Hello,
I’m currently running Endless OS 5.1.2, and I’ve found the OOM killer to be overly aggressive for my workload. The system has 8GiB of RAM, and the default zram swap. The system reports plenty of “available” memory, swap is barely used, but frequently my application gets terminated by the OOM killer.
I have explored some VM tunables, including watermark ratios, swappiness, etc, but none stopped this behaviour.
The workaround I now have is to run a script that drops the kernel page caches every 30s. This feels like a hack - but it’s actually working to keep more memory free and the OOM killer at bay.
I wonder if something can be done to tune the OOM killer in Endless OS.

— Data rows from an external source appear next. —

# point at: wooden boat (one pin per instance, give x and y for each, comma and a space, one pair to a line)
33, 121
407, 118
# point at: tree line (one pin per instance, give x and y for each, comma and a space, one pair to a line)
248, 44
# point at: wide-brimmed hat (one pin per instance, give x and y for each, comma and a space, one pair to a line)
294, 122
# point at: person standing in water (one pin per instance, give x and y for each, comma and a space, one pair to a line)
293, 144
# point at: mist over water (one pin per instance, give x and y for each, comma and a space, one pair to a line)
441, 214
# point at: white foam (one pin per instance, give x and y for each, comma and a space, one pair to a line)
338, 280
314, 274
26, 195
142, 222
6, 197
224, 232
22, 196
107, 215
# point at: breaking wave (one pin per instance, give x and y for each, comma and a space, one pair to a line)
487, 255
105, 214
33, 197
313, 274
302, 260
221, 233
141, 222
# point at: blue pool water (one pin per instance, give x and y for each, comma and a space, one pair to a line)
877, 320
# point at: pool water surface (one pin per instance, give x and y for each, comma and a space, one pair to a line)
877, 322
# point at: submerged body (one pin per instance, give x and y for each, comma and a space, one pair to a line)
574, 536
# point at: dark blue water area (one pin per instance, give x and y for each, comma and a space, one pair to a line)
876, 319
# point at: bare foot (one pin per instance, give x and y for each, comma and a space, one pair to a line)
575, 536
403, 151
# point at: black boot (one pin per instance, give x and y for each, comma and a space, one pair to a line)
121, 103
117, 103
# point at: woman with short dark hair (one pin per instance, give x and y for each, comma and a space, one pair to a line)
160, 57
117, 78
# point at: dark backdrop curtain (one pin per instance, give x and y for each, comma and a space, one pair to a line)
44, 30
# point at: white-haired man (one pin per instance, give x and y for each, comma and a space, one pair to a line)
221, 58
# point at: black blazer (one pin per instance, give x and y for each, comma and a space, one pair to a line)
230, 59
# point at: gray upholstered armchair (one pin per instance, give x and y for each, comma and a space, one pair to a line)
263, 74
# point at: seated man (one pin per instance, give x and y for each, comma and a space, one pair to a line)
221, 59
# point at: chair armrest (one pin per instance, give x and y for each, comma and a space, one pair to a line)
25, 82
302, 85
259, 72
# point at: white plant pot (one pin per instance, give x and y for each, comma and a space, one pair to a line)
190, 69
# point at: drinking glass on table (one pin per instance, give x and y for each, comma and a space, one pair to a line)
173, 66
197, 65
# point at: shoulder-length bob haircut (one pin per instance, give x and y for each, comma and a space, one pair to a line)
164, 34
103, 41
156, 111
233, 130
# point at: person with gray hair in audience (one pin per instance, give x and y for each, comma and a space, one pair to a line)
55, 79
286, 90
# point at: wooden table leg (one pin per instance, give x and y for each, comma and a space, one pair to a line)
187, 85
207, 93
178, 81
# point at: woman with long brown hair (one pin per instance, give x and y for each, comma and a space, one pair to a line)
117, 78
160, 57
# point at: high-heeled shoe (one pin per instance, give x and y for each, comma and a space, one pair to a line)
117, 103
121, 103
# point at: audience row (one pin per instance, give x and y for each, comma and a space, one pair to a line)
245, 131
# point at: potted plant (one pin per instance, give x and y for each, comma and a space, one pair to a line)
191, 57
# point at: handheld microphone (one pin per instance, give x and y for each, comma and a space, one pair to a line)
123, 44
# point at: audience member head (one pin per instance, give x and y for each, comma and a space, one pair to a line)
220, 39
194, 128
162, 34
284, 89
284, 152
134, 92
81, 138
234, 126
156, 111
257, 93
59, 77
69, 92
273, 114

Alright, I’ve already run echo ‘n’ | sudo tee /sys/kernel/mm/lru_gen/enabled, and I have tried different applications but the same problem still exists, none of them start or it takes a long time to start. I performed the test without rebooting the system. I will send the new diagnosis after executing that order. eos-diagnostic-240416_151945_UTC-0300.txt (1006,2 KB)
Thanks @pauldoo.
Endless OS has a component called “psi-monitor” which attempts to monitor memory pressure. When it detects that your system is really struggling to allocate memory, to the point where it would be hard to even use the UI to close an app, it is supposed to step in and kill a process via OOM killer.
What you are seeing here is that this is misfiring, as you describe it is causing the kill to happen when the system does not appear to be in any trouble at all.

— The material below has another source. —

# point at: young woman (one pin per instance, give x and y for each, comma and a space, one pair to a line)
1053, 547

Based on your feedback we have done a re-review of the thresholds used here, and as a result we are going to try quadrupling this to 40% in the next EOS6.0 beta release. Indeed it was too sensitive at this point. We will also make it easier to log what the pressure is, and adjust the threshold.

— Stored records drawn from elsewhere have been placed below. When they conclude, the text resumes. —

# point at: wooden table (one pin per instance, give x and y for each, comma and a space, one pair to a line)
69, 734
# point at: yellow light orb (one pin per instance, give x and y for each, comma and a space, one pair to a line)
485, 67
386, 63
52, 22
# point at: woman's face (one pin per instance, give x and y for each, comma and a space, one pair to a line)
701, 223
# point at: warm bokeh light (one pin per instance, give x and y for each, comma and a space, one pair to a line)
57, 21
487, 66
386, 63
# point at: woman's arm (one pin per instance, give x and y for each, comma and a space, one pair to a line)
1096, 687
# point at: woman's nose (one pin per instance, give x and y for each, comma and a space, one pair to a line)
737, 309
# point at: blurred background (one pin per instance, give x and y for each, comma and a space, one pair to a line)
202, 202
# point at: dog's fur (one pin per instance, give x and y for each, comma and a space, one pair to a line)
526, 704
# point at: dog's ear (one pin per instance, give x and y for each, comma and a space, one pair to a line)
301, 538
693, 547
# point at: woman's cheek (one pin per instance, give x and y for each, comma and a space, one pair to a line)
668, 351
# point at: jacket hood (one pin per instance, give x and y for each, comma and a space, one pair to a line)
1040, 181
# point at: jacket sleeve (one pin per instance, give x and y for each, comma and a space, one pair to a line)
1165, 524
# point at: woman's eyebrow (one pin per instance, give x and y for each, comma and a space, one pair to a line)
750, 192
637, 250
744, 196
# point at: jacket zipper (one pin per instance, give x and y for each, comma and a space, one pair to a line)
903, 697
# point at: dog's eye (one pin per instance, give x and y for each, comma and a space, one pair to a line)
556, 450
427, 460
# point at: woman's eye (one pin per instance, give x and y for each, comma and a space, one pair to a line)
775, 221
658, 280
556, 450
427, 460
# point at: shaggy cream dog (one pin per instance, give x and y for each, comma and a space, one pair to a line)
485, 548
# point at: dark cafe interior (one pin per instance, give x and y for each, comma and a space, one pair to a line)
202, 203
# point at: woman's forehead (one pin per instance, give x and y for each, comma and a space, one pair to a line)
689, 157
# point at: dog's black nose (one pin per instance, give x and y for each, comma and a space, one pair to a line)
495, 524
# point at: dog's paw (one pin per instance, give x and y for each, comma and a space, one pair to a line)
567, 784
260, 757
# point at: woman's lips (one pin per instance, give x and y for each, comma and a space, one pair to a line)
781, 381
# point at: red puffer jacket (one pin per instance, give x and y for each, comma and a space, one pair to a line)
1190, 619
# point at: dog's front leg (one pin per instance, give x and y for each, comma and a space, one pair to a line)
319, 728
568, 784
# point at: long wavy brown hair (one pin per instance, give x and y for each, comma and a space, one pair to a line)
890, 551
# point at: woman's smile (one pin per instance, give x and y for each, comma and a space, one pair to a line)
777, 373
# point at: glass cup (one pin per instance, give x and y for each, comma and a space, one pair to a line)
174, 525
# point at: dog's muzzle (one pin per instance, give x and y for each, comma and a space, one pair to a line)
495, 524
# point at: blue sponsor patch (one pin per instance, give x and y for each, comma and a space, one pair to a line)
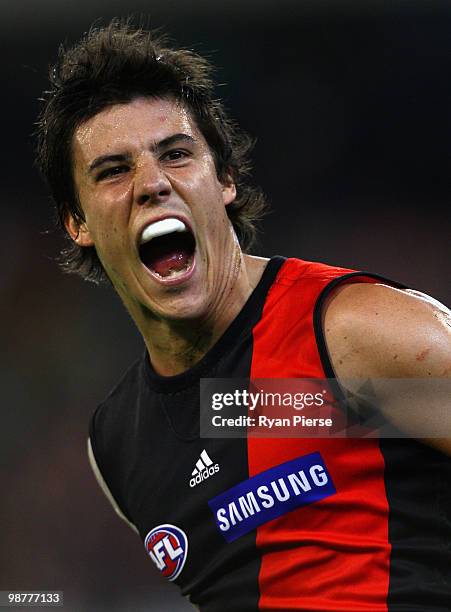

What is still unexplained and weird is why your system is reporting >10% memory pressure when it is relatively idle. Yours is the only report we have of this on EOS5.1. Interesting that this might be related to multi-gen LRU.
While we work on that new beta release, in the mean time if you want to stop this killing from happening until next reboot, the command is: systemctl stop psi-monitor
If curious you can use this command to watch memory pressure:
$ cat /proc/pressure/memory
some avg10=0.00 avg60=0.00 avg300=0.00 total=37884
full avg10=1.11 avg60=0.00 avg300=0.00 total=36783
The “full avg10” value is the one we monitor. In the above fictional example it says that all running processes have been prevented from doing useful work because the kernel is busy doing memory-management for 1.11% of the last 10 seconds. If that value were to exceed 10.0 (or soon, 40.0), psi-monitor will request an OOM kill.